La décision d’orientation, en pratique

mis à jour le 23/03/2017 à 17H12 Publié le 23/03/2017 à 17H12

Cette fiche traite de la décision prise par le bureau de conciliation et d'orientation. 

1. La nature de la décision d’orientation prise par le BCO

Quelle est, juridiquement parlant, la nature d’une décision d’orientation ? La réponse est simple : elle est constitutive d’une mesure d’administration judiciaire(MAJ). En conséquence :

- elle n’est pas susceptible de recours ;

- elle n’a pas à être motivée ;

- un partage de voix entre les deux conseillers ne peut en aucun cas conduire à un recours au départage.

En pratique, cela signifie que :

- soit les deux conseillers sont unanimement d’accord pour décider d’une orientation particulière d’un dossier (dans les conditions que nous verrons ci-dessous) et il conviendra d’en déduire que le BCO a bel et bien décidé d’une telle orientation ;

- soit il y a partage de voix et, dans ce cas, il y a lieu de considérer qu’aucune décision n’a été prise.

Dans un tel cas de figure, le dossier doit nécessairement être renvoyé devant le BJ de droit commun (composé de quatre conseillers prud’hommes). L’article R. 1454-18, réécrit par l’article 14 du décret du 20 mai 2016, précise en effet qu’« en l’absence de conciliation ou en cas de conciliation partielle, l’affaire est orientée vers le BJ approprié au règlement de l’affaire, désigné dans les conditions prévues à l’article L. 1454-1-1, à une date que le président indique aux parties présentes ». L’article L. 1454-1-1 précise, en son quatrième alinéa, qu’ « à défaut, l’affaire est renvoyée devant » un bureau de jugement composé de quatre conseillers prud’hommes.

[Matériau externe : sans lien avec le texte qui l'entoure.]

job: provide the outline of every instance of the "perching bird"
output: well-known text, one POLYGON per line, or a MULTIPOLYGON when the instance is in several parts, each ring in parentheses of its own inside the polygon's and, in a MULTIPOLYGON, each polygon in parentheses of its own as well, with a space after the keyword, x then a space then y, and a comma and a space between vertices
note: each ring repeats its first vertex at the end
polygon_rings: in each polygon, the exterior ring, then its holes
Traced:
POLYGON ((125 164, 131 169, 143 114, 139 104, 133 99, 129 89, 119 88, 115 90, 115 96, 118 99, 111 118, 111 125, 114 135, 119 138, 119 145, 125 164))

Sur ce point, une mise en perspective par rapport au processus de construction des textes mérite une nouvelle fois d’être opérée. Le projet de loi Macron, tel qu’il avait été déposé en conseil des ministres en décembre 2014 prévoyait en effet que la décision de renvoi vers les nouvelles formes atypiques de composition des BJ pouvait être prise par l’un des conseillers siégeant en BCO et ce même si l’autre n’était pas d’accord avec une telle orientation (!). Un tel dispositif visait à atteindre une forme d’efficacité à tout prix. Quitte, pour cela, à faire fi des principes de fonctionnement les plus élémentaires des conseils de prud’hommes (dont le paritarisme). L’essentiel étant qu’au bout de la ligne, les délais de procédure soient significativement réduits.

Mais pour la CFDT, la fin ne pouvait justifier les moyens. Aussi nous sommes-nous très fermement opposés à cette perspective d’évolution législative. Et au cours des débats parlementaires, notre positionnement a, là encore, fini par être pris en considération. Car si nous ne sommes pas parvenus à obtenir l’abandon de l’idée d’un BJ en formation restreinte et de celle d’un BJ écheviné, nous avons tout de même obtenu le principe selon lequel la décision d’orientation vers l’un ou l’autre soit le fruit d’une décision prise par le BCO dans son entièreté.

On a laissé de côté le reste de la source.